In the section on Sequential Importance Sampling of the book Bayesian Filtering and Smoothing by Simo Sarkka, the author states that for each step we
- draw samples from the importance distribution
$$ x_k^{(i)} \sim \pi(x_k|x_{k-1}^{(i)}, y_{1:k}) $$
- calculate new particle weights as per
$$ w_k^{(i)} \propto w_{k-1}^{(i)} \frac{p(y_k|x_k^{(i)}) p(x_k^{(i)}|x_{k-1}^{(i)})}{\pi(x_k^{(i)}|x_{k-1}^{(i)}, y_{1:k})} $$ and normalize them.
My questions are:
- What does it mean for $\pi(x_k)$ to be conditional on $x_{k-1}^{(i)}, y_{1:k}$, i.e. why are we sampling from $\pi(x_k|x_{k-1}^{(i)}, y_{1:k})$ and not just from $\pi(x_k)$? How do we sample from that conditional distribution?
- How do we choose good importance distribution and how important is it to choose good importance distribution?

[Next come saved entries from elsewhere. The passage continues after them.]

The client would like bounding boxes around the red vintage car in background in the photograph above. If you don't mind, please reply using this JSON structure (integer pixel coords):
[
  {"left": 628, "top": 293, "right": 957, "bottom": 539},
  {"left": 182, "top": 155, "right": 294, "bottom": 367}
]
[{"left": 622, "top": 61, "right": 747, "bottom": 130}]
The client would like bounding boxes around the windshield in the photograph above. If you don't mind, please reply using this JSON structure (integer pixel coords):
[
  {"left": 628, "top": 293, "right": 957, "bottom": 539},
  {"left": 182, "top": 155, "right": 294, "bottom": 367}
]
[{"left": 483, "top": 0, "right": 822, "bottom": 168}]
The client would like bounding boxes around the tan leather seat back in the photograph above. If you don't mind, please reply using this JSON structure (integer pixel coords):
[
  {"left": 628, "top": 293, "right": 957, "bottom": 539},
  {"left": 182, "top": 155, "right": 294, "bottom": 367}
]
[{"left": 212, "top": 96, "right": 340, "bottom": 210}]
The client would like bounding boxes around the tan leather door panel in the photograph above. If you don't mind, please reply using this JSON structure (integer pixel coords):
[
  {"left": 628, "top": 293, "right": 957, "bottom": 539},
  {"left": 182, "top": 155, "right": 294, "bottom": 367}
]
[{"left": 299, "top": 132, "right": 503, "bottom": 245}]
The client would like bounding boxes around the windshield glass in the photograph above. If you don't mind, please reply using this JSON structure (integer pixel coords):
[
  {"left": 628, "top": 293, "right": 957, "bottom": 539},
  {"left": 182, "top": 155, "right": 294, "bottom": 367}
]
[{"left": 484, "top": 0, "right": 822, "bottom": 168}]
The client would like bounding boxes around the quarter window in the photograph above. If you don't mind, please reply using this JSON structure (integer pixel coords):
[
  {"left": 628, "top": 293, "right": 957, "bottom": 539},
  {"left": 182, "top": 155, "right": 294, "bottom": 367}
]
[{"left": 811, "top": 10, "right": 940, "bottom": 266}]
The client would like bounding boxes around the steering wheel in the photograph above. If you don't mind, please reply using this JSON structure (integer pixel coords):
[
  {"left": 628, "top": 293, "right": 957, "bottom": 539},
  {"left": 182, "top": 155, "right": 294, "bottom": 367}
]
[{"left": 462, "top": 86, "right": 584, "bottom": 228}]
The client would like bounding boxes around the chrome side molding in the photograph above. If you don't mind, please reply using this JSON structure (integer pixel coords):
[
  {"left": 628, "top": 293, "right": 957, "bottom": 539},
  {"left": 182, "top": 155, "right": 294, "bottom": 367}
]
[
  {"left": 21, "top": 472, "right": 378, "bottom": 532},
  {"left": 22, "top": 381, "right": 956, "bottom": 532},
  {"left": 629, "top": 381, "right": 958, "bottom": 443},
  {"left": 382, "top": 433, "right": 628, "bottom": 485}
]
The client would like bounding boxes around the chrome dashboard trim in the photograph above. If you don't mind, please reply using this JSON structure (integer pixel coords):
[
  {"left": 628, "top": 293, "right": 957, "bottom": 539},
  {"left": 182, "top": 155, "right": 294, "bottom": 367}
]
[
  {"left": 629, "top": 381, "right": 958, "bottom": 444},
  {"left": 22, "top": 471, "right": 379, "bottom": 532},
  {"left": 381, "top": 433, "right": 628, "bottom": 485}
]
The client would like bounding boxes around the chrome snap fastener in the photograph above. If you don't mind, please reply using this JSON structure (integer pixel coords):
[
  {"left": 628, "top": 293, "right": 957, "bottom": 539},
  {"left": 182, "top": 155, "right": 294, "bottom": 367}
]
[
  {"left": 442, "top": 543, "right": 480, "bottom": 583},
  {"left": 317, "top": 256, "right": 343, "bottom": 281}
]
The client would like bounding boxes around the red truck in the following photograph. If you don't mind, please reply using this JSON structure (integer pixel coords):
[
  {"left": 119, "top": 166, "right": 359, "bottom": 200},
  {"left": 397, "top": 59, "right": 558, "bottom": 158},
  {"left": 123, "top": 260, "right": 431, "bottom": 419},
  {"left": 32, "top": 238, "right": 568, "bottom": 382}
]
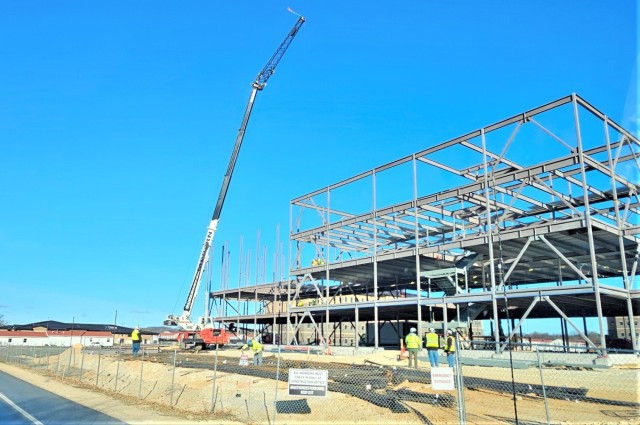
[{"left": 177, "top": 328, "right": 232, "bottom": 351}]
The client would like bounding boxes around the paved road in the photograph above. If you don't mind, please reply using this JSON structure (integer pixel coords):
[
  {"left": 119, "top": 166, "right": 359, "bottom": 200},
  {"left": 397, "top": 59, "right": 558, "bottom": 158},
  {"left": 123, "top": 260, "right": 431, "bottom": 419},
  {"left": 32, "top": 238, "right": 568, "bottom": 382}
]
[{"left": 0, "top": 370, "right": 124, "bottom": 425}]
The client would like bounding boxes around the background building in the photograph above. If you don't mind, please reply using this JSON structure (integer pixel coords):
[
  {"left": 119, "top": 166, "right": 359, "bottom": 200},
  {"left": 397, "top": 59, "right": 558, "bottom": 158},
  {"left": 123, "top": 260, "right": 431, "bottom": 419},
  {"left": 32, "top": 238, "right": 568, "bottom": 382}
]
[
  {"left": 607, "top": 316, "right": 639, "bottom": 340},
  {"left": 7, "top": 320, "right": 158, "bottom": 347}
]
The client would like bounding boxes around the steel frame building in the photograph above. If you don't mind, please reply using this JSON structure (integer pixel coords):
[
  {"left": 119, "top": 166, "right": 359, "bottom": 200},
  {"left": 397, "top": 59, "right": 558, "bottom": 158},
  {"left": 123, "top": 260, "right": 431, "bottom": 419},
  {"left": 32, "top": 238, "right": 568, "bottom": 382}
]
[{"left": 210, "top": 94, "right": 639, "bottom": 353}]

How often and what kind of consequences will we have if we just always use uniform, normal or t distribution as importance distribution?
- What does it mean and how do we empirically sample from $p(y_k|x_k^{(i)})$ and $p(x_k^{(i)}|x_{k-1}^{(i)})$?
- Why are we multiplying the density ratio in weights calculation with the previous weights $(w_{k-1}^{(i)})$?